Apesar de frequentemente serem aplicadas às mesmas organizações, as duas designações são dois dispositivos diferentes do governo dos EUA. Entenda, abaixo, as diferenças:
Organizações terroristas estrangeiras (Foreign Terrorist Organizations)
- É uma designação que só pode ser aplicada pelo secretário de Estado dos EUA.
- Apenas organizações estrangeiras podem receber esta designação.
- As organizações devem estar envolvidas em atividades terroristas ou ter capacidade ou intenção de realizar tais atos.
- As organizações devem representar ameaça aos EUA
- A lista tem o objetivo de criar base legal para processos criminais
Terroristas Globais Especialmente Designados (Specially Designated Global Terrorists)
- A lista de terroristas globais fica a cargo tanto do Departamento de Estado quanto do Departamento do Tesouro.
- É uma designação que pode se aplicar tanto a organizações quanto a indivíduos
- Tem o objetivo de sancionar os agentes financeiramente.
O secretário de Estado dos EUA, Marco Rubio — Foto: Reuters
Em comunicado, os EUA afirmaram que CV e PCC estão entre “as organizações criminosas mais violentas do Brasil” e disseram que os grupos “comandam milhares de integrantes” e são responsáveis por “ataques brutais” contra policiais, autoridades públicas e civis.
Segundo o texto, a atuação das facções ultrapassa as fronteiras brasileiras e alcança outros países da região e os Estados Unidos.
Em uma rede social, Rubio afirmou que a atuação do PCC e do CV ultrapassa as fronteiras brasileiras e chega aos Estados Unidos.
O governo americano disse ainda que a medida reforça o compromisso da administração Trump de “desmantelar cartéis e organizações criminosas” na região.
Nos bastidores, o governo Lula atuava para tentar impedir que os Estados Unidos adotassem a medida.
- A avaliação no Palácio do Planalto é que a classificação como grupo terrorista abriria margem para ações mais duras dos Estados Unidos.
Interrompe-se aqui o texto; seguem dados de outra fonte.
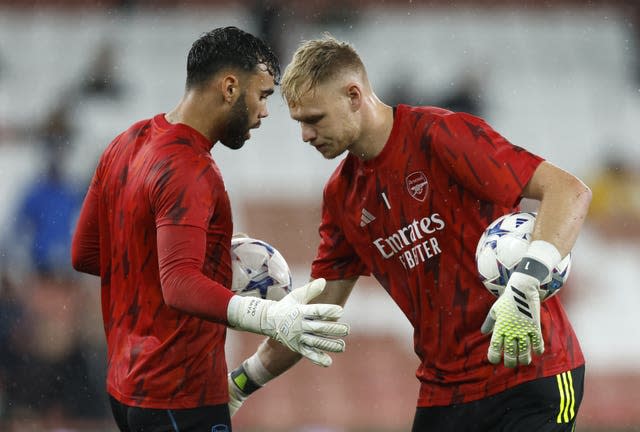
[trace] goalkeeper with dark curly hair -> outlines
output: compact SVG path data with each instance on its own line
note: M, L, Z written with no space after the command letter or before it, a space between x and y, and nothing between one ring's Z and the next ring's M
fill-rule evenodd
M264 334L321 365L344 350L342 308L231 290L231 206L210 150L239 149L268 115L279 64L235 27L196 40L184 97L102 154L73 237L73 266L99 275L107 392L122 431L230 431L226 326Z

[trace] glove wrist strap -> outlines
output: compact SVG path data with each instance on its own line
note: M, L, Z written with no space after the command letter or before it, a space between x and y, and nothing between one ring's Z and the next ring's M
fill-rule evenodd
M242 393L249 396L251 393L258 390L261 386L249 377L247 370L244 368L244 363L237 369L231 371L231 381L240 389Z
M547 266L540 261L530 257L522 258L522 260L516 266L515 271L518 273L526 274L528 276L532 276L538 279L540 283L542 283L542 281L544 281L547 276L549 276L549 269L547 268Z
M243 361L237 369L231 372L231 380L247 396L273 378L273 374L262 364L258 353Z
M548 241L534 240L527 248L526 257L533 258L544 264L549 270L562 260L558 249Z
M558 249L544 240L534 240L515 271L532 276L543 283L562 257Z
M256 352L254 355L246 359L242 366L244 366L245 371L251 377L251 379L259 386L263 386L273 378L273 374L264 367L262 360L260 360L260 356Z

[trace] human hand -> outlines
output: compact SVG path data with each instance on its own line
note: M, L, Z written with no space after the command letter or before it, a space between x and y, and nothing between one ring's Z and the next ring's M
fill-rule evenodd
M278 302L234 296L227 311L229 324L269 336L317 365L330 366L327 352L344 351L340 337L349 333L349 326L336 321L342 316L341 306L307 304L324 290L325 283L316 279Z
M491 333L487 358L500 363L504 351L504 365L515 367L531 363L531 350L544 352L540 327L540 281L515 271L482 324L483 334Z

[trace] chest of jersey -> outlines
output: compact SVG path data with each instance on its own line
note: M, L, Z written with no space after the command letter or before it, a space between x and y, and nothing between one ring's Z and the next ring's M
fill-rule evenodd
M439 172L426 157L392 156L375 167L356 168L344 206L345 234L374 273L380 267L412 271L437 261L451 231L447 205L453 189L441 190Z

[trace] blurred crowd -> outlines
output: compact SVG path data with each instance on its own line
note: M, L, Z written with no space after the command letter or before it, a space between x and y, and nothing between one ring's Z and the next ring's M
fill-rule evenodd
M113 61L113 46L98 46L83 79L71 80L44 118L3 123L0 148L28 143L41 160L0 238L0 430L100 423L109 414L99 284L70 263L87 182L67 167L79 145L74 109L86 98L117 103Z

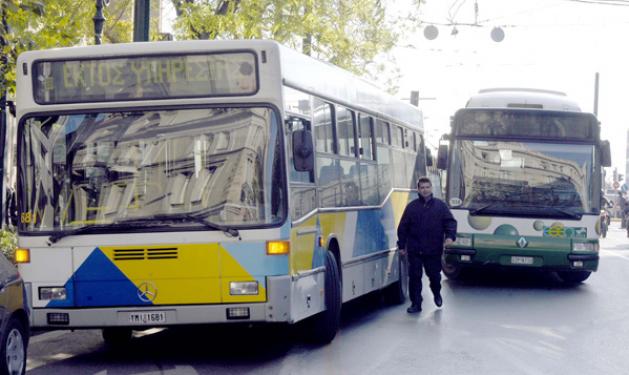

- Em um cenário extremo, os norte-americanos poderiam usar esse argumento para conduzir uma operação militar no Brasil, como já ocorreu em outros países.
Uma fonte ouvida pelo repórter Guilherme Balza, da GloboNews, afirmou que o governo brasileiro não foi avisado da medida.
Em maio de 2025, o chefe interino de coordenação do Departamento de Sanções dos Estados Unidos, David Gamble, pediu que o governo brasileiro classificasse o PCC e o CV como organizações terroristas. O pedido foi negado.
À época, o secretário nacional de Segurança Pública, Mario Sarrubbo, afirmou que as facções não se enquadram na definição de terrorismo prevista na Constituição brasileira.
🔎 A Lei Antiterrorismo, sancionada no Brasil em 2016, define terrorismo como a prática de atos motivados por xenofobia, discriminação ou preconceito de raça, cor, etnia ou religião, visando provocar terror social ou generalizado.
- Em reunião no Ministério da Justiça, Sarrubbo disse que as organizações criminosas brasileiras não têm motivação ideológica, política ou religiosa, nem atuam para derrubar o sistema.
- Segundo ele, os grupos buscam lucro por meio de crimes e lavagem de dinheiro.
- Por isso, pela legislação brasileira, facções como o PCC e o CV não são classificadas como terroristas, mas como organizações criminosas.
Nos Estados Unidos, no entanto, a avaliação é diferente, já que se trata de uma organização estrangeira. Segundo reportagem do The Wall Street Journal publicada em abril, autoridades do país já identificaram membros do PCC atuando em território americano.
Há registros de pessoas ligadas à facção nos estados da Flórida, Nova York, Nova Jersey, Connecticut e Tennessee. Em Massachusetts, o gabinete do procurador federal anunciou, no ano passado, acusações contra 18 brasileiros com suposta ligação com o grupo.
O fato de o PCC ser considerado o maior grupo criminoso das Américas, com atuação em cerca de 30 países e mais de 40 mil membros, também poderia pesar na avaliação norte-americana.
*A reportagem está sendo atualizada.